Toronto’s nearby Town of Whitby seems to have slipped under the radar of Dundas name change activists and petitioners.
“I am not aware of any proposal or campaign to rename Dundas Street [in Whitby],” Mayor Don Mitchell told Durham Post.
Asked if there is a related proposal – from council members or residents – that the council is studying, the mayor said: “I cannot speculate on what council might do but I am personally opposed to cancel culture and am proud to be Canadian and very lucky to live in the greatest country in the world.”
A representative of the Durham Black Accountability Coalition (DBAC) was not aware of any move to petition renaming of Dundas St in Whitby. “I don’t know if anyone on the DBAC team is taking action on this,” the representative told Durham Post.
Toronto City Council yesterday voted 17-7 to change the name of the street, the subway station, parks and other landmarks associated with the name of Henry Dundas, a Scottish politician who opposed and delayed Britain’s withdrawal from the slave trade in the late 18th century. Toronto residents started a petition in 2020 to change the name, and it gained wide traction and has been backed by Toronto Mayor John Tory. It was brought about as an indirect result of George Floyd’s death in Minneapolis last summer.
Henry Dundas never visited Toronto.
Whitby celebrated Black History Month in February and will mark ‘International Day for the Remembrance of the Slave Trade and its Abolition’ on August 23 this year.
In Toronto’s eastern adjoining Durham Region with Pickering, Ajax, Whitby, Oshawa and Clarington, only Whitby still retains the Dundas street name. In the rest of the communities, the name of the roadway is mostly King Street or Highway 2 [it is sometimes also referred to as Kingston Road or Old Kingston Road], and beyond Newtonville, to County Rd 2. Mississuaga, on the western border of Toronto, too has a Dundas St.
The Town of Whitby has joined other Durham municipalities – and the world – in raising its voice against racism following George Floyd’s death at the hands of police officer Derek Chauvin, and the resulting global outrage.

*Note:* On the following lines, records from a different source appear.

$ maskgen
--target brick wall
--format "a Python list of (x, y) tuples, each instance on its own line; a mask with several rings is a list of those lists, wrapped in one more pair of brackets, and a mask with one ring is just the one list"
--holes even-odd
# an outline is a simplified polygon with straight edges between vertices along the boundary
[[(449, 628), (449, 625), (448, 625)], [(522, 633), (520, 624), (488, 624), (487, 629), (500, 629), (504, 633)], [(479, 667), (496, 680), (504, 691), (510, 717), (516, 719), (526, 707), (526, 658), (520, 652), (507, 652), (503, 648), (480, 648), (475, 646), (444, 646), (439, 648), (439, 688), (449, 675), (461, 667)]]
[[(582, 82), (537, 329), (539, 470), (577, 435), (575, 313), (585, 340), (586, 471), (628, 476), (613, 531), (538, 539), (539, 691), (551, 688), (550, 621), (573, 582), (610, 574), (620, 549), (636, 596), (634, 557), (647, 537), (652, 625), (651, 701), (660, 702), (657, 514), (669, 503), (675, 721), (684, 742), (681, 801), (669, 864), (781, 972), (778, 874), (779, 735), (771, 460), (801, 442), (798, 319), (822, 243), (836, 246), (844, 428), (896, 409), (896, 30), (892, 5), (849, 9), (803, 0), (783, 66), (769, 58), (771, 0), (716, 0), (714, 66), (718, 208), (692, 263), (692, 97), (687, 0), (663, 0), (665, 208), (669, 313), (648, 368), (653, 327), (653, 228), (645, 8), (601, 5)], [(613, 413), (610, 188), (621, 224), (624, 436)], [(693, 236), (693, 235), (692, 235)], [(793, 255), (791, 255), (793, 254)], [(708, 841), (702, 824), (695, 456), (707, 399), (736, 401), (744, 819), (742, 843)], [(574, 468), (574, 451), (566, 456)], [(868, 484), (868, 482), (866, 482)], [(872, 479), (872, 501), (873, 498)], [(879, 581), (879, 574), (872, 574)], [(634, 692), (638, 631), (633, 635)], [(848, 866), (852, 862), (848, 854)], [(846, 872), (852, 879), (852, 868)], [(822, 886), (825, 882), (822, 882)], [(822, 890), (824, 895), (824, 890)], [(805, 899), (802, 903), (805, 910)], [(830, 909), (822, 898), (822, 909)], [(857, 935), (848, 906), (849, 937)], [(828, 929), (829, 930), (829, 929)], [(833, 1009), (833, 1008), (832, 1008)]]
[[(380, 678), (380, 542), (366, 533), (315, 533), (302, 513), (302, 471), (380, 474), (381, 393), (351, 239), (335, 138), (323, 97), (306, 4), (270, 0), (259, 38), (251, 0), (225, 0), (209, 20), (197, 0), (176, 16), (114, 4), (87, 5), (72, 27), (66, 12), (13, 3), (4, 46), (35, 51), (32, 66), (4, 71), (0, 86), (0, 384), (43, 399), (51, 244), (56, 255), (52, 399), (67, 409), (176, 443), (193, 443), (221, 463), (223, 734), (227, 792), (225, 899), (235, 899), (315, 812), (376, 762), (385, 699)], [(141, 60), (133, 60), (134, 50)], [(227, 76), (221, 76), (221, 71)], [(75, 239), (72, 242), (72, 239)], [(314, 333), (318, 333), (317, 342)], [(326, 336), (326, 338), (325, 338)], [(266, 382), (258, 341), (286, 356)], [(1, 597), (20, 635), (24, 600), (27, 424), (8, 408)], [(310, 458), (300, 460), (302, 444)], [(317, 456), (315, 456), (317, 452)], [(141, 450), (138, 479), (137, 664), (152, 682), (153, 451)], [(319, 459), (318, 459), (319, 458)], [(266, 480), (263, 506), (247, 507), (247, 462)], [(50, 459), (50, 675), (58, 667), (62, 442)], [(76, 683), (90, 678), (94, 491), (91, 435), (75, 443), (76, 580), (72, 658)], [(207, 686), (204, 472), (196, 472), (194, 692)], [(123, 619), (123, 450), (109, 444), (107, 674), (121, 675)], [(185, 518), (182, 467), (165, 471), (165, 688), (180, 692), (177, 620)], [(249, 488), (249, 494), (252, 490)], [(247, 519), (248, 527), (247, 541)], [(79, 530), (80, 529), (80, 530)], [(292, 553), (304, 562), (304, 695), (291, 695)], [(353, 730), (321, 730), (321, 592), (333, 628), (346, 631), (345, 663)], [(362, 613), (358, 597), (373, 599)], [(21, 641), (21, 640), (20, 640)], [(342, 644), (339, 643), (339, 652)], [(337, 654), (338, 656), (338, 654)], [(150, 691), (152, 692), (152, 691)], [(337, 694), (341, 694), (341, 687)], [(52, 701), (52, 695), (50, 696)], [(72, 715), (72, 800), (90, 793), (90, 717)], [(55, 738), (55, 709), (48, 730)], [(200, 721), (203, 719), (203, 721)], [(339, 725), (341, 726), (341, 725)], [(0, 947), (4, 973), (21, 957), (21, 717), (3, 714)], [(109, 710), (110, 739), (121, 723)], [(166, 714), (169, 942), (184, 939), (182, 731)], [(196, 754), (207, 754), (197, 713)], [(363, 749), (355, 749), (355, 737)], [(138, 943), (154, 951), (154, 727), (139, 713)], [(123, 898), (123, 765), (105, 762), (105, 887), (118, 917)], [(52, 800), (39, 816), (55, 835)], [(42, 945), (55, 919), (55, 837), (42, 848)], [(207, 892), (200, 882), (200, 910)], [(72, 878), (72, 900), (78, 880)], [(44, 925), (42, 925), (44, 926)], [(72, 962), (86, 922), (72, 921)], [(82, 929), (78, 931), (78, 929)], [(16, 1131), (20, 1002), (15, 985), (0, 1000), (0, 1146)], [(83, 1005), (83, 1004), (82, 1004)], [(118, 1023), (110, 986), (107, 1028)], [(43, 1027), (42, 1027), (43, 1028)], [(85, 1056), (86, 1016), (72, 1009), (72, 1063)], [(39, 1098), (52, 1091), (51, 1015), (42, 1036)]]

End of last September, it held its first webinar: Addressing Anti-Black Racism. It has set up a Whitby Diversity and Inclusion Advisory Committee (DIAC), and has marked June as the Pride Month, National Indigenous History Month and Black Music Month.
“As we reflect on recent events, we stand strong against anti-black, anti-indigenous and any form of racism. It has no place in our community or anywhere in the world. As a council, we continue to work with DIAC and other members of our community to support a safe and inclusive town for all,” Mayor Don Mitchell, said last June.